Would you not be better off buying a US plug (assuming you have a usb type cable that plugs into the actual plug) once you got here?


----------



## PerRock (Sep 14, 2017)

Guest said:


> Thanks for the replies
> 
> 
> 
> ...


That was just an example link, pretty much the first one I came to. Those adapters are a dime-a-dozen Amazon probably carries a few hundred different ones. Or you can just pick one up at any hardware store once in the States.

peter


----------



## BCL (Sep 14, 2017)

Metra Electric Rider said:


> Would you not be better off buying a US plug (assuming you have a usb type cable that plugs into the actual plug) once you got here?


It would be highly unusual for a device to not do some sort of auto voltage switching. Most travel electronics these days use "switching" power supplies that auto adjust to different voltages.
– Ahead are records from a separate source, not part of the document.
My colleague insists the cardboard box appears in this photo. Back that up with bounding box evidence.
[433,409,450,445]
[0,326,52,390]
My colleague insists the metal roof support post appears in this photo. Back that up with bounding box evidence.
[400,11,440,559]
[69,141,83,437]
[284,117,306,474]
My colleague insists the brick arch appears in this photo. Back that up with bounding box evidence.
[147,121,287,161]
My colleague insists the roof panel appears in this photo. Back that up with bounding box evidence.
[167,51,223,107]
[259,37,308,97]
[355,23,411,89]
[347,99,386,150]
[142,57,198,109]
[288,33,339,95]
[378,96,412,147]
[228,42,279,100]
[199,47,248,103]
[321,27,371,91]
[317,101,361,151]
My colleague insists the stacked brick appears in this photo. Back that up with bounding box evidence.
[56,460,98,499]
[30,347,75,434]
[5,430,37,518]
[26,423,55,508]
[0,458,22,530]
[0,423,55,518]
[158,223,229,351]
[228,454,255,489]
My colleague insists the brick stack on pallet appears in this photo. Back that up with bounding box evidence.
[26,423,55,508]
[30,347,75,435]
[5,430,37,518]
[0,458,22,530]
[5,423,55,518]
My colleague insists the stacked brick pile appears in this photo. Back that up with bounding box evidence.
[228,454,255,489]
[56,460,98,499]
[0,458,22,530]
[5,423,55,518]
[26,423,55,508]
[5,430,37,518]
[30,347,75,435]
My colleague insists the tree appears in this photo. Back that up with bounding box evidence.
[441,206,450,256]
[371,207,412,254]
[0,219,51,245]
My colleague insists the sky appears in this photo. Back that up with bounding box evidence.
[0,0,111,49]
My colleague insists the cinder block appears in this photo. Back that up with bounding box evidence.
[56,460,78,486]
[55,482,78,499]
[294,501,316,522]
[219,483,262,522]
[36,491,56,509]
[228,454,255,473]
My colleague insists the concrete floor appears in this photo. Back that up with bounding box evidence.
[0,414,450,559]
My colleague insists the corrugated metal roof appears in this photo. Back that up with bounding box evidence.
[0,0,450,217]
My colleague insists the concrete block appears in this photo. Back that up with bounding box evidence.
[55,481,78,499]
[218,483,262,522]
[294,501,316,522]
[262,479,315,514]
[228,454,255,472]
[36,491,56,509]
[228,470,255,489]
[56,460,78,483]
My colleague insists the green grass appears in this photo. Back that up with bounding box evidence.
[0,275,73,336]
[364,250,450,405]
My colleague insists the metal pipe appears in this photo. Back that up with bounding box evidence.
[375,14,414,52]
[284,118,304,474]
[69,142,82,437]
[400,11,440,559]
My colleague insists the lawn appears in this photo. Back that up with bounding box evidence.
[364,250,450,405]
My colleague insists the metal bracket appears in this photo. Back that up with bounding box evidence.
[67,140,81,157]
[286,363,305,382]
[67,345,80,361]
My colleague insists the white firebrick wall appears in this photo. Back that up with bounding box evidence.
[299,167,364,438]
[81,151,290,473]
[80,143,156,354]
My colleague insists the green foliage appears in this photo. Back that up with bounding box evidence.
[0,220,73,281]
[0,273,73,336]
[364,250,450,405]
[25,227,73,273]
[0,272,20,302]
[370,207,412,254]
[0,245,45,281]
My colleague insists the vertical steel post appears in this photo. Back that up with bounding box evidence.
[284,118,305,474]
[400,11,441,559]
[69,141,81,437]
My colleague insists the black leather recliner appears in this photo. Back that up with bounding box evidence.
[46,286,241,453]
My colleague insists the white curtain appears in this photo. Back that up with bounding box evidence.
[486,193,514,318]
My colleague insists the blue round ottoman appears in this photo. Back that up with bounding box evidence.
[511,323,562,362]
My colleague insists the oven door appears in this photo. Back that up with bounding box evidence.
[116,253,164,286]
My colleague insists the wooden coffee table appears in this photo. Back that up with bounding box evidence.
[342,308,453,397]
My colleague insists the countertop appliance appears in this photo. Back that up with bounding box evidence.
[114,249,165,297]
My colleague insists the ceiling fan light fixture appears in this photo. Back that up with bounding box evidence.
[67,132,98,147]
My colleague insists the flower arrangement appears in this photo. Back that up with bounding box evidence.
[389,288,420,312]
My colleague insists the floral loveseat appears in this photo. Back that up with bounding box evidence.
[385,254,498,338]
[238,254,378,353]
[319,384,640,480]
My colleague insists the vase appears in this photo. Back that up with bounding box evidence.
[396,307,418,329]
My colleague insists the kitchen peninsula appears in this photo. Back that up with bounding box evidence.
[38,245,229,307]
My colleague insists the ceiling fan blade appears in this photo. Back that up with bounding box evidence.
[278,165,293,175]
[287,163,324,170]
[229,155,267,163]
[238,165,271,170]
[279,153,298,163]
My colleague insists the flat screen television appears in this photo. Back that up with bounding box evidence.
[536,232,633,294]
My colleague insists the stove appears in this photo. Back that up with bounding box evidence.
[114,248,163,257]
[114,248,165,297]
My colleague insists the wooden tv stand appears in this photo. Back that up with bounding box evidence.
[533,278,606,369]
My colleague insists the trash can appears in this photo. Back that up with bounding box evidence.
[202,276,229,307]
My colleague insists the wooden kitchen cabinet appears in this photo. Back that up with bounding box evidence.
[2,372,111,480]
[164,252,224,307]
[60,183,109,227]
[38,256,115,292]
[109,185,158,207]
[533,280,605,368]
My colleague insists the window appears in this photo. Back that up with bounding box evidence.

They're considerably lighter (I have some traditional coil-type wall-warts that are heavy) and of course can be used anywhere as long as the plug fits or goes through a pass-through adapter. You probably already know this to some degree.

They're considerably more efficient than the old linear coil transformers. The biggest drawback for me is the noise. They often have a buzzing sound, when older transformers tended to be https://en.wikipedia.org/wiki/Switched-mode_power_supplyquiet.

https://en.wikipedia.org/wiki/Switched-mode_power_supply

A simple adapter often does the trick.


----------



## Lonestar648 (Sep 15, 2017)

All the outlets are the grounded three prong. Please note that power consumption is very limited, the breaker can easily be blown if too many people are using too much, low consumption is never a problem.


----------